The project appears to be totally at odds with Taiwan’s own revamped energy policy, announced amid much fanfare in 2016. It included an increase in energy supply from renewable sources to 20 per cent by 2025 and a gradual reduction in coal-fired power generation within the same timescale. Last October, President Tsai Ing-wen even said Taiwan was “at a turning point in its transformation”.
The government’s own forecast shows that, if these energy ambitions are genuinely met, Taiwan will be able to meet the demand without adding to its existing coal power supply.
There is also profound opposition to the project from environmentalists, NGOs and locals. Taipower, the state-run department responsible for development of the project, claims to have done a thorough ecological assessment, but their testing was only conducted during particular times of the year, making any assessment base incompatible.
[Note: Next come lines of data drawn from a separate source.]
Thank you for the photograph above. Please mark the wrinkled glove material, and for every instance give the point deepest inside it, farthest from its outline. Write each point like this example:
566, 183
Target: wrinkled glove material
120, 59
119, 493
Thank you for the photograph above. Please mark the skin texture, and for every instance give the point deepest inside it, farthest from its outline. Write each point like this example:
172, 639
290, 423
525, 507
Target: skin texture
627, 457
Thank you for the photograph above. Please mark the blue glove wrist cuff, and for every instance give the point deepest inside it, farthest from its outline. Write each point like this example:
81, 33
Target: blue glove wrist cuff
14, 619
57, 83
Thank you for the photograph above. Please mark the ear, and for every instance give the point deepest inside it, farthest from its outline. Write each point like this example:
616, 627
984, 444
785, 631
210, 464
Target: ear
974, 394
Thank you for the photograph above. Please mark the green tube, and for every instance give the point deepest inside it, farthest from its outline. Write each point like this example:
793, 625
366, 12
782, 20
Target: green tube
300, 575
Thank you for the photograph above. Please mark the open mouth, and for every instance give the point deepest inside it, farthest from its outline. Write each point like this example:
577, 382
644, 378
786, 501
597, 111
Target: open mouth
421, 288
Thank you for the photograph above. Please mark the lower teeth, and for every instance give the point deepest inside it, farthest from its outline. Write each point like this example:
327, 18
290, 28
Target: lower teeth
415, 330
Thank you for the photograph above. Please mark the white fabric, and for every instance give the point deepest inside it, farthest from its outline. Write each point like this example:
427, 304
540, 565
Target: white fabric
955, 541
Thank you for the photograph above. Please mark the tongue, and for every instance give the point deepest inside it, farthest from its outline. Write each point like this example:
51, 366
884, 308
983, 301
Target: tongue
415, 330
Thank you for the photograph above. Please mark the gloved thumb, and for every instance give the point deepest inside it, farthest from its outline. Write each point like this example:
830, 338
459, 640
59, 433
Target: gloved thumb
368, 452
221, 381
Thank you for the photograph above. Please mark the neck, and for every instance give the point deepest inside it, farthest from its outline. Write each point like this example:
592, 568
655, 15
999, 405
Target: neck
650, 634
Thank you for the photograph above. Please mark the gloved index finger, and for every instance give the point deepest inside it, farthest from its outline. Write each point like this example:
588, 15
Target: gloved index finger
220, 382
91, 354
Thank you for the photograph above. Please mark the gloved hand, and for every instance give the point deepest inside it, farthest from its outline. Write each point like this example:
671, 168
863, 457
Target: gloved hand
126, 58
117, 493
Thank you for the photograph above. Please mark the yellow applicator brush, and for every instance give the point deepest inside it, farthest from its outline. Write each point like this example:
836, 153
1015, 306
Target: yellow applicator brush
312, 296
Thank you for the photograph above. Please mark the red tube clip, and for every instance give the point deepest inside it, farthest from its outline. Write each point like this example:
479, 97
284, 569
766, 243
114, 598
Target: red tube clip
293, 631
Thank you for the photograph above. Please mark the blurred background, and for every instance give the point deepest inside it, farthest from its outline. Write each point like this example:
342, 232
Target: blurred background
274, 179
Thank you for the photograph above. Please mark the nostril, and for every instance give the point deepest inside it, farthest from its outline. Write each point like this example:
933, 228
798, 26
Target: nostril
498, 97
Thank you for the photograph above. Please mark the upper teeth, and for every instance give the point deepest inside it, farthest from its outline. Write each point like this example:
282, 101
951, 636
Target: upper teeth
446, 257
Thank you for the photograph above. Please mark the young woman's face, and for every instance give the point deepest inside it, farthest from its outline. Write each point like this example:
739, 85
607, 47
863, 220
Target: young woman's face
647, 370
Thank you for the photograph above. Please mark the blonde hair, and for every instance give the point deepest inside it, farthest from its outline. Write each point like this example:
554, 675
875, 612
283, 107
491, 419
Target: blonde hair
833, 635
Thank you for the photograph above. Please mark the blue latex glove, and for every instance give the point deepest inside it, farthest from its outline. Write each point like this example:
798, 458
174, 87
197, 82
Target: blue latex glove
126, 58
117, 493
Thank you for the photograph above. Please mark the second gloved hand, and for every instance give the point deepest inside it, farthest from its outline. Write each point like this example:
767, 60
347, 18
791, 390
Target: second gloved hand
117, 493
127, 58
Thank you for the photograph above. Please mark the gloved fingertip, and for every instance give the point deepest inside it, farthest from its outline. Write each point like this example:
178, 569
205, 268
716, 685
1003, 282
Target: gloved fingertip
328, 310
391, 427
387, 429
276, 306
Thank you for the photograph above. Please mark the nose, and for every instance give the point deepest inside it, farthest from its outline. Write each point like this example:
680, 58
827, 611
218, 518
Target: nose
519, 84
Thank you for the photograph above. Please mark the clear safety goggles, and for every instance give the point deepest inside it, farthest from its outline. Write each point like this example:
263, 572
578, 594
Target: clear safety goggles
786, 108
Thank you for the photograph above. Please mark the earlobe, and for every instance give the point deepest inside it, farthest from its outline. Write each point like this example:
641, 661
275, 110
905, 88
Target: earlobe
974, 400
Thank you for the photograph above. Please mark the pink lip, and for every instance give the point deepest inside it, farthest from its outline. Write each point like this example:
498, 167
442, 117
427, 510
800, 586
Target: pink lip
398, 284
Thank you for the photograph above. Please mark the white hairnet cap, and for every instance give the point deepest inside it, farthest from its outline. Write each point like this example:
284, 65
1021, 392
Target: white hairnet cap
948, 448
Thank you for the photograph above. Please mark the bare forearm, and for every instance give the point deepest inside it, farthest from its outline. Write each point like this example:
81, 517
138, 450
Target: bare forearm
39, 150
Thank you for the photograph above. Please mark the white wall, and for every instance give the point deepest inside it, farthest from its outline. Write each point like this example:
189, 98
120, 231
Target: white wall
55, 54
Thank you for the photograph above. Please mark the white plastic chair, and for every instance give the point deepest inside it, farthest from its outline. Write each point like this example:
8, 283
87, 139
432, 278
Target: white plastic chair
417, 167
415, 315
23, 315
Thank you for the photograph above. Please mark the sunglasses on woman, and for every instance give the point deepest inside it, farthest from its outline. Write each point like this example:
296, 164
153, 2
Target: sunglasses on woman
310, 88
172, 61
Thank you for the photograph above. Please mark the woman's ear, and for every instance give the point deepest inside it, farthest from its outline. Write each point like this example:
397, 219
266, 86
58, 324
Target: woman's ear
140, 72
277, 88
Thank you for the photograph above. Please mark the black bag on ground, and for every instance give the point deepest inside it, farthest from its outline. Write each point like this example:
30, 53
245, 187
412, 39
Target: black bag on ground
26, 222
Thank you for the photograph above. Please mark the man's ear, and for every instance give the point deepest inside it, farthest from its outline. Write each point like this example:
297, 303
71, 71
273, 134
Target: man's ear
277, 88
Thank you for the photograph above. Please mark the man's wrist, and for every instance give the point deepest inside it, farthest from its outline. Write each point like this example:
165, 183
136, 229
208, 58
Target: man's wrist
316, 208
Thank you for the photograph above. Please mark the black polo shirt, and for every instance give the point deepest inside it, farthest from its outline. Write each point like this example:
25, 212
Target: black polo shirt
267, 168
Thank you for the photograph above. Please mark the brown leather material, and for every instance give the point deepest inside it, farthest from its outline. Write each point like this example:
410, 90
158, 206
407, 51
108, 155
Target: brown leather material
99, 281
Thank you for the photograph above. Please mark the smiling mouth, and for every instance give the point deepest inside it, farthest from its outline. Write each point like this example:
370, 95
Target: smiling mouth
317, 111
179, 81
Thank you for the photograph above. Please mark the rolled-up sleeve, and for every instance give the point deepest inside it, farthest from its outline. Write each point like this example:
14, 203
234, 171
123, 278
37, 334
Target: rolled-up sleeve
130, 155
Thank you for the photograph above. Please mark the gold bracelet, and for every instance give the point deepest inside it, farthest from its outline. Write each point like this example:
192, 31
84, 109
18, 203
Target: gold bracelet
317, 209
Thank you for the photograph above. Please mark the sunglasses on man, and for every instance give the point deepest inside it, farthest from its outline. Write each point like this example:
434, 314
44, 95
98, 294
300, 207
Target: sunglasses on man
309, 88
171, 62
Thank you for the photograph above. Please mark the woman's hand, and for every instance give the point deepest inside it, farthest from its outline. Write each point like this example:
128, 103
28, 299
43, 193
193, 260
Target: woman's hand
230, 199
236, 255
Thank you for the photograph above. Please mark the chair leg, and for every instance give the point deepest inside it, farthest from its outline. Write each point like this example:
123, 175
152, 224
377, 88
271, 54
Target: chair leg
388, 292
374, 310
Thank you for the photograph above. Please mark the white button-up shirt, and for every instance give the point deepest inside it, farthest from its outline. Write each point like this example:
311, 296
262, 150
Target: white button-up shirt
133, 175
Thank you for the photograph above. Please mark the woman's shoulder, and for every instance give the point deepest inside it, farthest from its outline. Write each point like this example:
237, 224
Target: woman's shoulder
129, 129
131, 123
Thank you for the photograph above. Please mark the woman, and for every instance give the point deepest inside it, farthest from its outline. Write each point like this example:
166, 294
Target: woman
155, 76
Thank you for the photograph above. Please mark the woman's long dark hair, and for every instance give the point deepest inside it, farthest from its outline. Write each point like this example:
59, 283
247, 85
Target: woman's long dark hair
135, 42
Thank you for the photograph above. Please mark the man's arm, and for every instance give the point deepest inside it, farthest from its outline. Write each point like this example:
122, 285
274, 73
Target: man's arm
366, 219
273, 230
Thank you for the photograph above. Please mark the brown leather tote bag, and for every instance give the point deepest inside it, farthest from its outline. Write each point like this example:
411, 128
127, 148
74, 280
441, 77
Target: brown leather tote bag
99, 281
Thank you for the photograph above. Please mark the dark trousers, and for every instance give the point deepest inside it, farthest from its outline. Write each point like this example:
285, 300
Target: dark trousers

A survey by Greenpeace Taiwan showed 80 per cent of residents of the three northern cities of Taipei, Keelung and New Taipei said they hadn’t been consulted over the project, 75 per cent did not support it and nearly 90 per cent cited health issues as their biggest concern.
The power plant is expected to emit the equivalent of the annual emissions of all the 1.6 million cars in Taipei and New Taipei combined.
The Taiwan government needs to do more than just pay lip service to the promise of energy transformation.